Attorneys, in the surrounding area of Lafayette Louisiana, Jeffrey Ackermann, Glenn Marcantel, and trustee Mr. (name redacted pending complaint determination), on three separate occasions unsuccessfully motioned for sanctions against me, and for a court order to protect them from future litigation for their alleged wrongful acts in that jurisdiction.

In February of 2011, believing the litigation against me to be closing, I began my journey of healing, filing three separate suits in federal District court (WDLA) arguing denial of civil rights amongst other claims for damages.

Because of my filings in Federal WDLA court, and their having direct knowledge that I would be pursing suits with believed legitimate causes of action, these attorneys filed another motion for sanctions and also a pleading for an order that would provide them relief from suits arguing the Barton Principles.
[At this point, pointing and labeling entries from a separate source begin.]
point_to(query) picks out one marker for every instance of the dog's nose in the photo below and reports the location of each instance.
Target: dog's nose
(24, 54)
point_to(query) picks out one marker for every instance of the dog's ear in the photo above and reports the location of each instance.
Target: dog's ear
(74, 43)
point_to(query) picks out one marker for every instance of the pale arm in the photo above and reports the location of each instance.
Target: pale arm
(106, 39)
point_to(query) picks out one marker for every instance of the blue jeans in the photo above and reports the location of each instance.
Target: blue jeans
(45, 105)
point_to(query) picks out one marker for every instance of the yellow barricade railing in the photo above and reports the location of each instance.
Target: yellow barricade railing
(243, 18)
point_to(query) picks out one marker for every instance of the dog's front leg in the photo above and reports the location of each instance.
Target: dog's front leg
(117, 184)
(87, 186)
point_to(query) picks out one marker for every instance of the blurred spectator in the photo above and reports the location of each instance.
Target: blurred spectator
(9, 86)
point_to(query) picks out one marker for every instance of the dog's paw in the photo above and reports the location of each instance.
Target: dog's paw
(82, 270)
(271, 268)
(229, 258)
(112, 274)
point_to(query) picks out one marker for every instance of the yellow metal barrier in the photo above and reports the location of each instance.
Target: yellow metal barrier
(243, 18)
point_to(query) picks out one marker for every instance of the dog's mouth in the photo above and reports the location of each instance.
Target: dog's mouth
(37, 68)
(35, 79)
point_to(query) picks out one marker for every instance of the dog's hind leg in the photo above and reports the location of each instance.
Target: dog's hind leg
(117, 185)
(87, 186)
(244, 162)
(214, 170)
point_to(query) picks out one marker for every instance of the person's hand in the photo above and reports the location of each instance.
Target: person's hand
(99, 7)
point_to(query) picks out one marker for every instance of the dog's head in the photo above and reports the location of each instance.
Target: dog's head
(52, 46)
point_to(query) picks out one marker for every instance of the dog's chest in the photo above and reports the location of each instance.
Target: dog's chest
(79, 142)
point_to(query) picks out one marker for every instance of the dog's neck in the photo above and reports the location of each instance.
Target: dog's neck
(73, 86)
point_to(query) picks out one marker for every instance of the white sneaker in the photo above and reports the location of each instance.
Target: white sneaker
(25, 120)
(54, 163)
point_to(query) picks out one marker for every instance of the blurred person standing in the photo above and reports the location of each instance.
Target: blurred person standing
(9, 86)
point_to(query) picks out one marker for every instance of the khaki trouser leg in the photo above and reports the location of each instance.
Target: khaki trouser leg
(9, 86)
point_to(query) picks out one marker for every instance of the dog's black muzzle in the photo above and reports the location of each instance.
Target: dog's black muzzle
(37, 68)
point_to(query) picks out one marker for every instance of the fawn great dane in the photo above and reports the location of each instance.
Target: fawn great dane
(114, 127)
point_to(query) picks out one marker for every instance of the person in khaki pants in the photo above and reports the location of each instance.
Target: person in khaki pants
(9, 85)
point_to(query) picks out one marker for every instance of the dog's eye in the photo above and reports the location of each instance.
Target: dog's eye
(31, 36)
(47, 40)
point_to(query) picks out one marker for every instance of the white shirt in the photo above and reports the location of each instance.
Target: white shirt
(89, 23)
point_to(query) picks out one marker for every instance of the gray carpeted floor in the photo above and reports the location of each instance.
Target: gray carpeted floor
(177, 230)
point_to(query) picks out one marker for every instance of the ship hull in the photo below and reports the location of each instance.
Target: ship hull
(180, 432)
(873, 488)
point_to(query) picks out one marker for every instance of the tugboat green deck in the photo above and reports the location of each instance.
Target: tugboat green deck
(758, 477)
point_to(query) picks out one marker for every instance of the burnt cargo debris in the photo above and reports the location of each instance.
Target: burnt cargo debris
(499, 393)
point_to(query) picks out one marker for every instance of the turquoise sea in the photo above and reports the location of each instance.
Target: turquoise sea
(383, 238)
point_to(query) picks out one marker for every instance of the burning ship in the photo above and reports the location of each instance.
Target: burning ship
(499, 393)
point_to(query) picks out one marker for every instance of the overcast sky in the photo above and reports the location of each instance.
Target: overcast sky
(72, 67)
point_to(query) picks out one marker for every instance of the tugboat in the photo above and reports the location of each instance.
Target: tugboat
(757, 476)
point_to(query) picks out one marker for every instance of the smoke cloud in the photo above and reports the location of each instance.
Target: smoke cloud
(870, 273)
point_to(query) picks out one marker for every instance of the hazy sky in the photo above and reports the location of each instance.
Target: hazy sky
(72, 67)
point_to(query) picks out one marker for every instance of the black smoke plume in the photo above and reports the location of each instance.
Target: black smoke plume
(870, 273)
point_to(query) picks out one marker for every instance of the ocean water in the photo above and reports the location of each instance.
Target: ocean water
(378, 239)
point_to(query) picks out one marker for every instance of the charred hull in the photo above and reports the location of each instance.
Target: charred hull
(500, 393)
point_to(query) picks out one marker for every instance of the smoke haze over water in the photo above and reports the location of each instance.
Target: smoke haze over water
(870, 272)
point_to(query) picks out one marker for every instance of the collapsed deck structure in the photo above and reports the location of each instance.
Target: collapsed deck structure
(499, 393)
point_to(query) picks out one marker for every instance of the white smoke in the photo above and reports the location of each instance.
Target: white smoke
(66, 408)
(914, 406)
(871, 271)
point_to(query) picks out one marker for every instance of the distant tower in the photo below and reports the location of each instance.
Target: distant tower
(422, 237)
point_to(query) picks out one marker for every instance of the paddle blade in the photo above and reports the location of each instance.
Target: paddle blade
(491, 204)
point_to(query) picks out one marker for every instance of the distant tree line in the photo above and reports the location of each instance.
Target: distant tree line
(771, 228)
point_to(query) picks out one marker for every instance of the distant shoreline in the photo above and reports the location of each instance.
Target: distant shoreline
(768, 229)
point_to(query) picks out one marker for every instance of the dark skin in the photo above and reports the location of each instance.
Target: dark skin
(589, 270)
Although this Court did not see fit to award sanctions against me on multiple prior requests for same, it did during the last hearing provide them with a court order of protection.

I can not file another suit against Jeffrey Ackermann, Glenn Marcantel, or the trustee Mr. (name redacted pending complaint determination) without first seeking the approval of the trial court. The court order of protection is specific to me. Thus others may file suit.

My argument (in part)

“What is most alarming is a record replete with evidence that reveals defendant’s apparent flagrant disregard for factual material evidence, conflicts of interest, ignoring of Civil Codes of Procedure, ignoring Federal Rules of Civil Procedure, and ignoring  the required professional behavior, in accordance with La. Rules of Professional Conduct. Actions that confirm defendant’s willful, and shameless display of unfair practices.

Would you, the reader, agree it appears I have been a been a victim of a masterful ability to disadvantage, and most importantly what appears to be defendants self assurance they can successfully circumvent the law and the judicial machinery.”